Le troisième argument, celui
de l’État, présuppose qu’une communauté politique ne puisse se passer
d’un appareil d’État cohérent, efficace, souverain et séparé de la société. Une
philosophie démocratique ne peut admettre que l’on rabatte ainsi le politique
sur l’étatique, occultant du même coup toute la richesse des manifestations
politiques non étatiques, à commencer par les sociétés contre l’État de Pierre
Clastres (1974). En outre, la réduction du politique à l’étatique se double de
l’assimilation de la démocratie à l’État de droit, oubliant cette fois que la
démocratie fonctionne contre l’État (Abensour, 2004). Tandis
que la première exige que les citoyens soient tour à tour gouvernants et
gouvernés, la séparation entre dirigeants et exécutants est constitutive du
fonctionnement du second.
Le quatrième et dernier argument
contre la démocratie directe est sans doute le plus conservateur.
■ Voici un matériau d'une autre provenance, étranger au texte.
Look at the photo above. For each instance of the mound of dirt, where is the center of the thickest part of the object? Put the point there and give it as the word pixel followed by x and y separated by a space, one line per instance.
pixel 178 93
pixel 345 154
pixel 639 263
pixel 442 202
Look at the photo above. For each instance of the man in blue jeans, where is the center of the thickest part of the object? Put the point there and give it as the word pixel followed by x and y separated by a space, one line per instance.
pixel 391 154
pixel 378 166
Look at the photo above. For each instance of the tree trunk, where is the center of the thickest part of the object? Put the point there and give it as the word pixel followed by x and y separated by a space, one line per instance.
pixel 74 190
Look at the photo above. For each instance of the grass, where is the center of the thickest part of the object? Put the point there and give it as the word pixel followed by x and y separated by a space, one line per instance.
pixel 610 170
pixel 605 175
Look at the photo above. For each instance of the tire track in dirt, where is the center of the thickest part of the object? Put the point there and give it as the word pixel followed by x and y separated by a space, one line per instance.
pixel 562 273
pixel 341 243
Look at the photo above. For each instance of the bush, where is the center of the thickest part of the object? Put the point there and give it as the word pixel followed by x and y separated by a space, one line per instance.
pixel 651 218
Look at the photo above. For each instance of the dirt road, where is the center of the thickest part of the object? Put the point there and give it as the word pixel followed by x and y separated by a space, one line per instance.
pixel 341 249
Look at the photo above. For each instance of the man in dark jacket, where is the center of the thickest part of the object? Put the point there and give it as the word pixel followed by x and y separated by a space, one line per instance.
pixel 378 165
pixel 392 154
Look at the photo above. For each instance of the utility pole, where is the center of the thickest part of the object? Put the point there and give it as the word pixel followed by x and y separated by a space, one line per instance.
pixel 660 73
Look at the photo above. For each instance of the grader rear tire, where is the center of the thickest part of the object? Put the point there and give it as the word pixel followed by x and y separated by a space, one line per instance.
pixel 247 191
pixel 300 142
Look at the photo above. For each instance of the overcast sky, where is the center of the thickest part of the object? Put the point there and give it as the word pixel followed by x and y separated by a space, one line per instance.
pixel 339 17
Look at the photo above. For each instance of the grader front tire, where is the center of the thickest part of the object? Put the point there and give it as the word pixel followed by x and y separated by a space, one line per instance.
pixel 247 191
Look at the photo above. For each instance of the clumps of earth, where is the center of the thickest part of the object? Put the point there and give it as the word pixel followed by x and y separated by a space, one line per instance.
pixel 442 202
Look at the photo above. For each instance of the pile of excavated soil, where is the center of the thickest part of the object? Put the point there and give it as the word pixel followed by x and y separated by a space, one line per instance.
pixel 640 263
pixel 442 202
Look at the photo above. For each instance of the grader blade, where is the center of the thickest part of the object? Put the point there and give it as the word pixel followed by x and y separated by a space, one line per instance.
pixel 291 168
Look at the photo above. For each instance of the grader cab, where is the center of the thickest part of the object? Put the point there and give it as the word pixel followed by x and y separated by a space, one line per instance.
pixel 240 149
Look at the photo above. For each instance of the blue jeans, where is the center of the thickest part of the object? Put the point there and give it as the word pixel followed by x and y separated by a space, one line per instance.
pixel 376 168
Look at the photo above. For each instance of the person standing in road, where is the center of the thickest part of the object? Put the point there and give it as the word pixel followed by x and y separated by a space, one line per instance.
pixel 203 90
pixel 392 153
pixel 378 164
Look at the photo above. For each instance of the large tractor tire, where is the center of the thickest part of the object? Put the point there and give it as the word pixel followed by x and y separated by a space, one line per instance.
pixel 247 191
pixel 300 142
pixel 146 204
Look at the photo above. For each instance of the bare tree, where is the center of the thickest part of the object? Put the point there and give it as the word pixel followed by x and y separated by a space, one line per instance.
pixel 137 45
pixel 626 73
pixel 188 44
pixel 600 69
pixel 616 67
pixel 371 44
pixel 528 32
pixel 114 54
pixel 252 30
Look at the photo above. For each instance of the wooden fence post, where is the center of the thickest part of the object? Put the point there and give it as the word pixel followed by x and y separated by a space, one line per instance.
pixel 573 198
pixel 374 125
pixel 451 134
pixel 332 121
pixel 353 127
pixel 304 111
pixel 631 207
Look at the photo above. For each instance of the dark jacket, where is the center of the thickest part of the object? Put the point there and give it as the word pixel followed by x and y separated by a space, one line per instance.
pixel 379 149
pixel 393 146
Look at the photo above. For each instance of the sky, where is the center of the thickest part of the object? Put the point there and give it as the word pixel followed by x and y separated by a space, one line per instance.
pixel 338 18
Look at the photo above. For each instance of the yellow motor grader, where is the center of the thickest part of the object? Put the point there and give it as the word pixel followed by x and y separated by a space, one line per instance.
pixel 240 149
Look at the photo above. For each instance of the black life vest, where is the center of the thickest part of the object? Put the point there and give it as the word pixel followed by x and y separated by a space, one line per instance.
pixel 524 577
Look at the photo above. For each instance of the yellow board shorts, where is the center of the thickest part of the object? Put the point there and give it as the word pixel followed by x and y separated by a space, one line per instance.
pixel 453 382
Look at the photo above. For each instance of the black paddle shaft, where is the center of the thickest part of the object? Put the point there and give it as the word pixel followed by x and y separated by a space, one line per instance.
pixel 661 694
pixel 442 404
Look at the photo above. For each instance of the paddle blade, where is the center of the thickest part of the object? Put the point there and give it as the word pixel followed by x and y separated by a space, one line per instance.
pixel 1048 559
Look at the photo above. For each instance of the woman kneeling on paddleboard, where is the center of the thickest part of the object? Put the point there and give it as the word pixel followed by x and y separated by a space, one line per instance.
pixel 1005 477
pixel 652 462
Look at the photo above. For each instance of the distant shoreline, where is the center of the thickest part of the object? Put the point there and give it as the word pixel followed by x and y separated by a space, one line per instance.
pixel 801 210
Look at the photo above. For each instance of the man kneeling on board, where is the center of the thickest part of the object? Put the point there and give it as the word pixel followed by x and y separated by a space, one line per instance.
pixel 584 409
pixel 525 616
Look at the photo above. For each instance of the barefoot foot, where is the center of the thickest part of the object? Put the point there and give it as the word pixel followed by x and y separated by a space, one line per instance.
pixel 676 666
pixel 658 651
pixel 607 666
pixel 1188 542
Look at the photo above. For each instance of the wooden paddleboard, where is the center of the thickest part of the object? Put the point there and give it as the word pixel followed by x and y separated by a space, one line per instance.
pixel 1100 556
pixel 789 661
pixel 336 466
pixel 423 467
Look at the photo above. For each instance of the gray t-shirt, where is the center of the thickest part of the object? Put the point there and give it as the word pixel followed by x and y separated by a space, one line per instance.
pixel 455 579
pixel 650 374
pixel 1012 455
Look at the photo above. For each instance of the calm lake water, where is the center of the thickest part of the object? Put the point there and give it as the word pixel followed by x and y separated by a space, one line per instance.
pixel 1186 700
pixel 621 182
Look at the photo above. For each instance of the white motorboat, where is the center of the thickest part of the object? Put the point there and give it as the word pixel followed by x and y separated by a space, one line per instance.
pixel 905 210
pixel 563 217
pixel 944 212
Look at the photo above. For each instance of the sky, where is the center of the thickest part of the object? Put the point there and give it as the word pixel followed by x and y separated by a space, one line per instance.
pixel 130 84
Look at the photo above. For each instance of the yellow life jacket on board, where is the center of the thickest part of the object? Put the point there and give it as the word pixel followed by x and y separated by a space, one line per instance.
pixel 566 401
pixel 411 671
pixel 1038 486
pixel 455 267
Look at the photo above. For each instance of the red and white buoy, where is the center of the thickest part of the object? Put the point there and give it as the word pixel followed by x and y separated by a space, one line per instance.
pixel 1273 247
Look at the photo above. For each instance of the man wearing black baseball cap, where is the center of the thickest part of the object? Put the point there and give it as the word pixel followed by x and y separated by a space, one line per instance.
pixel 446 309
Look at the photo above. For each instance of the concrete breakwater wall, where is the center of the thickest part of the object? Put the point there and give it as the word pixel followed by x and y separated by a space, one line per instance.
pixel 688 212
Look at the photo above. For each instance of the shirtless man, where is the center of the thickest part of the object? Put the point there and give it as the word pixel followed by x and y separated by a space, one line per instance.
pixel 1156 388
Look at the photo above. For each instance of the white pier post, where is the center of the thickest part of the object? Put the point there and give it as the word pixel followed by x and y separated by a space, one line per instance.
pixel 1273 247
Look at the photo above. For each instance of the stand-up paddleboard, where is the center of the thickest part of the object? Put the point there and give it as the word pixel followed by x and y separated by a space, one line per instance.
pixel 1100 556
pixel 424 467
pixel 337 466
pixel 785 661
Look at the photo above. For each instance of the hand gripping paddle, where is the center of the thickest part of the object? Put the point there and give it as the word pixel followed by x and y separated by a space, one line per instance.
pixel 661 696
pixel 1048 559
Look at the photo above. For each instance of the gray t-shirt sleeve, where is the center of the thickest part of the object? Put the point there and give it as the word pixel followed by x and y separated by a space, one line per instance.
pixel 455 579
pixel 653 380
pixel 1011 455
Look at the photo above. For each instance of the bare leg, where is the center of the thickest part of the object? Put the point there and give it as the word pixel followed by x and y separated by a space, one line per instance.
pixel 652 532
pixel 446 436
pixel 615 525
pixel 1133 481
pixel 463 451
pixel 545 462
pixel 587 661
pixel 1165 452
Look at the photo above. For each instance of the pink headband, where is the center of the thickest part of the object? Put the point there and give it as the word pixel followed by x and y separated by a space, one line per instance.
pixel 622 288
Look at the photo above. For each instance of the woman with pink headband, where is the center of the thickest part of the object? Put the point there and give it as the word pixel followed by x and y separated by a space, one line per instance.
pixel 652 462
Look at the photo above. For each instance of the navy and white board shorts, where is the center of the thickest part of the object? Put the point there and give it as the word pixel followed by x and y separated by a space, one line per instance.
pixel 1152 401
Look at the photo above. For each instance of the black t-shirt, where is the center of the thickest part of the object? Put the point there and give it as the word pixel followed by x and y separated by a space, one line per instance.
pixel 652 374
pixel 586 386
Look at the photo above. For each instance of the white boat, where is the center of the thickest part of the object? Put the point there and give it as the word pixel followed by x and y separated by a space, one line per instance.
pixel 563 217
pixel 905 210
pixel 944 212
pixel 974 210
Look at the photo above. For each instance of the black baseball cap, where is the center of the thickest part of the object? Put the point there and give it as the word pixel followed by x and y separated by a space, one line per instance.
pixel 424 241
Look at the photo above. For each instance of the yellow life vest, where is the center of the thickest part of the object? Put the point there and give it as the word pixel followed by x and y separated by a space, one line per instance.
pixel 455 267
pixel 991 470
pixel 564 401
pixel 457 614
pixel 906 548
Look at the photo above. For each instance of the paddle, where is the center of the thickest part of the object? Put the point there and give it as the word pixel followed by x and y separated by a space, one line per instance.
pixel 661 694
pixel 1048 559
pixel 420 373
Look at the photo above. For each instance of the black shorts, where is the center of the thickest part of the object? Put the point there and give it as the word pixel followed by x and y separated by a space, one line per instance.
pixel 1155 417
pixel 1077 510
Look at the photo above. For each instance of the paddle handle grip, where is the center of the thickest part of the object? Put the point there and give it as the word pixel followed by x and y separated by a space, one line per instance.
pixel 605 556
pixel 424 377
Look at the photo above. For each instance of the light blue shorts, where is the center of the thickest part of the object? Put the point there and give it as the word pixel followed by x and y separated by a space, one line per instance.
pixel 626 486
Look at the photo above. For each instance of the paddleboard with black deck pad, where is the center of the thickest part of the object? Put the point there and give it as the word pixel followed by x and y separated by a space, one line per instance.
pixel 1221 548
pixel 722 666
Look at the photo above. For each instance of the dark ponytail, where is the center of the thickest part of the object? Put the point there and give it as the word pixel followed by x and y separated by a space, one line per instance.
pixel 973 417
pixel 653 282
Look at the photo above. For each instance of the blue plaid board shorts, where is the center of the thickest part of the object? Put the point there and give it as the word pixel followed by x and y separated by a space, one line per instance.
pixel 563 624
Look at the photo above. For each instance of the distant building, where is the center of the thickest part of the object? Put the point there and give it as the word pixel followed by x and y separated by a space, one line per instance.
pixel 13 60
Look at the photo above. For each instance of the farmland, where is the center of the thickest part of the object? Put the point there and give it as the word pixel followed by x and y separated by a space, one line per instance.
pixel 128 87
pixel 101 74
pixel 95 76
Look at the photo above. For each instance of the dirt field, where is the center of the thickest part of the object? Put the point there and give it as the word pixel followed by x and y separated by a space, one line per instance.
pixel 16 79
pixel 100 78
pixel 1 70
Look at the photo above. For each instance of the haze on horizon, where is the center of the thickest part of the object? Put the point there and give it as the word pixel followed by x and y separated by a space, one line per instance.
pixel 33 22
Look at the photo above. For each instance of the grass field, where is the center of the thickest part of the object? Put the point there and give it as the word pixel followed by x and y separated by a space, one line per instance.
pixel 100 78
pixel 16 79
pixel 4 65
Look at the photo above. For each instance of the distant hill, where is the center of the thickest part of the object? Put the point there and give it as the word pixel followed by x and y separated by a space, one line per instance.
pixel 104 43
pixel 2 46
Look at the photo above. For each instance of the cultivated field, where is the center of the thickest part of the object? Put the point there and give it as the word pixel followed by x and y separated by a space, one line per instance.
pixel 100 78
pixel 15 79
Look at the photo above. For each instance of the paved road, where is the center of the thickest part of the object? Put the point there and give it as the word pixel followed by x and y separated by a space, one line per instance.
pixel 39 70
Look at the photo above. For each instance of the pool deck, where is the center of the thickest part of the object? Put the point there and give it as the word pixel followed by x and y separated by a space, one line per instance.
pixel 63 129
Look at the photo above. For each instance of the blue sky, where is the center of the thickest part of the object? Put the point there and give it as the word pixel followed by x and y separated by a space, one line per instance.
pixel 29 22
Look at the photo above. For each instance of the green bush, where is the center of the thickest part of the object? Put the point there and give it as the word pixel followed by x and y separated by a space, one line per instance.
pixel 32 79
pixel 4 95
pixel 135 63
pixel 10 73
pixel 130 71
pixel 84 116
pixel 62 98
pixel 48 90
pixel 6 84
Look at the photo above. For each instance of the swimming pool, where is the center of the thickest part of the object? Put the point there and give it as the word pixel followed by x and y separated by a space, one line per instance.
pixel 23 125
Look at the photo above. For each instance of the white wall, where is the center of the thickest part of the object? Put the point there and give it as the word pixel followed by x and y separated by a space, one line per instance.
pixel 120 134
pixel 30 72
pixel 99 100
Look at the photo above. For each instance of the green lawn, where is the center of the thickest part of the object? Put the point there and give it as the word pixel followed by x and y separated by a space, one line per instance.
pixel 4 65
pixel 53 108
Platon et ses
successeurs disqualifient la démocratie en l’identifiant au désordre, au chaos,
aux passions erratiques du bas peuple. Plutôt que de nier l’accusation
– en affirmant comme les anarchistes que la démocratie n’est pas le
désordre mais « l’ordre moins le pouvoir » –, Chollet procède à
un magistral retournement des stigmates. Il accepte volontiers le constat, à
savoir que la démocratie perturbe inévitablement tout ordre établi, mais il
procède en revanche à une véritable revalorisation du désordre. Plutôt que de
condamner les tumultes et les révoltes au motif qu’ils menaceraient l’existence
du social, il faut y voir la source de la liberté politique. Aussi convient-il
non seulement d’« accepter une dose de désordre, mais aussi la maintenir,
cultiver un certain niveau de conflictualité sur les questions politiques, ne
pas automatiquement chercher le consensus, le ‘meilleur’ fonctionnement ou la
politique la plus ‘rationnelle’ » (p. 99). Si l’assimilation de la
notion de conflit à celle de désordre n’est pas forcément aussi évidente que
semble le penser Antoine Chollet, gageons que, pour le reste, cet ouvrage
constitue un vrai bol d’air et vienne à point nommé nous rappeler que la
philosophie politique n’a de sens qu’en tant qu’elle participe à une lutte qui
la dépasse et qui met aux prises deux forces sociales et politiques
irréconciliables : les démocrates d’une part, les élites de l’autre.